Wenn der Junge jetzt noch fleißig deutsch lernt, dann kann er ein Schlüsselspieler werden im Gegensatz zu solchen ehemaligen "Abwehrrecken" wie Bill Tchato oder Taribo West.
Wenn ich den Jessen sehe, habe ich den Eindruck, der ist gar kein LV. Der kennt seine Laufwege nicht und steht fast immer völlig falsch. Abwehrverhalte ist desolat.
Nibelunge hat geschrieben:Wenn ich den Jessen sehe, habe ich den Eindruck, der ist gar kein LV. Der kennt seine Laufwege nicht und steht fast immer völlig falsch. Abwehrverhalte ist desolat.
Und zwar sowohl was Jessen betrifft - der seine Sache in Bochum wieder sehr ordentlich gemacht hat - als auch was die Wahl des Threads betrifft.

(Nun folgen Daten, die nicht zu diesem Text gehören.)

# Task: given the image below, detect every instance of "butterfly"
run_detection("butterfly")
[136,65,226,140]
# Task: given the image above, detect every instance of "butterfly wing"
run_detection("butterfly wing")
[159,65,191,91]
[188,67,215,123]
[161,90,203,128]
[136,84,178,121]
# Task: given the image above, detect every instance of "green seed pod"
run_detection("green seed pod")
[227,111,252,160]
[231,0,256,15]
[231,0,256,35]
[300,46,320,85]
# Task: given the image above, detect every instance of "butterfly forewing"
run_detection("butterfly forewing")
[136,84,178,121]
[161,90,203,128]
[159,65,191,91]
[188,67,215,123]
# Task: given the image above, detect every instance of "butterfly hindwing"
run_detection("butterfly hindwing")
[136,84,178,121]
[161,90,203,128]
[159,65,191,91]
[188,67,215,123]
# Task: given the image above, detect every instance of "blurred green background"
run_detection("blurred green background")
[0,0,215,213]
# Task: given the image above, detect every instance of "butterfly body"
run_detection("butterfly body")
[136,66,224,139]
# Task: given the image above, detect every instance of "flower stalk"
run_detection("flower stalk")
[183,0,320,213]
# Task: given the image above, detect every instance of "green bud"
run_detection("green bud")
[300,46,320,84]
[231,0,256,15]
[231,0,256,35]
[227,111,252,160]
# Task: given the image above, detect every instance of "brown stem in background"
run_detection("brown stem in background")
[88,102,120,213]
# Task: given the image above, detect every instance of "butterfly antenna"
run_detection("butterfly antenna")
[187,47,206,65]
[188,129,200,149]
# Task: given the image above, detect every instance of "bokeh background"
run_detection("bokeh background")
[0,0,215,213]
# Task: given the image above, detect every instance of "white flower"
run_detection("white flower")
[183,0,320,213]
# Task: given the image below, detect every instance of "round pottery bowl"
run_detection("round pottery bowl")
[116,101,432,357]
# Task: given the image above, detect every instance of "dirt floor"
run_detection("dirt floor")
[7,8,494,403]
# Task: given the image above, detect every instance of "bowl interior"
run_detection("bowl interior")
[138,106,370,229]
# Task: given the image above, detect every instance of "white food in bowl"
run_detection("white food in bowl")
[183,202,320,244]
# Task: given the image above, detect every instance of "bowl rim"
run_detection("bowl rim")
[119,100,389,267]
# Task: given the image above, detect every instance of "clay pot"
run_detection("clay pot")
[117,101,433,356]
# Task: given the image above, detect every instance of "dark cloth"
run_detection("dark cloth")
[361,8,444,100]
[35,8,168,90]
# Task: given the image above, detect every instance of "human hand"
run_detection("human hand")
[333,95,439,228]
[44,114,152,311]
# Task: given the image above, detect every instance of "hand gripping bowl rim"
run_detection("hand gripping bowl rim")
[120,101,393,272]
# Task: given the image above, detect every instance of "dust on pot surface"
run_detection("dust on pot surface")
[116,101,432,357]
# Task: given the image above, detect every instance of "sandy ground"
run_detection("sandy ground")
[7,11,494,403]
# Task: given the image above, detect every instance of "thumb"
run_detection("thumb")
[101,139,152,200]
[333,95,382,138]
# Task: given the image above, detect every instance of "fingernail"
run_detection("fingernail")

Hier geht es um Marc Torrejón, den "Spanier", der eigentlich Katalane ist.
Dieser Katalane hat nun für uns das dritte Spiel am Stück durchgespielt und ist aus der Mannschaft schon nicht mehr wegzudenken.
Ein Transfercoup der Extraklasse, eine Entschädigung für fragwürdige Transfers wie die von ..., ach, lassen wir das.
Marc spielt im Aufbauspiel die sicheren, folgerichtigen Pässe. Das ist ungemein wertvoll.
Bei seinem ersten Spiel wackelte er noch ein bisschen aber jetzt ist er für mich eigentlich auch gesetzt. Weder Abel, der zu Beginn der Saison ziemlich unsicher wirkte (Rostock!) noch Yahia sind in meinen Augen da die bessere Alternative. Torrejon hat mich beeindruckt wie abgeklärt (hier passt der Ausdruck wie die Faust aufs Auge) er teilweise die Bälle ablief oder abschirmte, der strahlt eine ziemliche Ruhe aus. Möglicherweise ist er dadurch auch sein ein bisschen Stabilisator für Heintz, der oft noch ein bisschen hektisch wirkt (wer mags ihm verdenken).
Dass es für Yahia bei seinem Ex-Klub noch nicht mal reicht um in den Kader zu rutschen hat mich überrascht. Für Abel dagegen tut es mir ein bisschen leid, denn ich halte ihn für einen echt guten Typ dem ich abnehme, dass er für den Verein kämpft. Wenn man die Mannschaft nach dem Spiel in Bochum gesehen hat könnte man auch meinen, dass er durchaus ein wichtiger Typ abseits des Platzes im Team ist. Vielleicht so etwas, wie es in der Aufstiegssaison wohl ein Danny Fuchs war.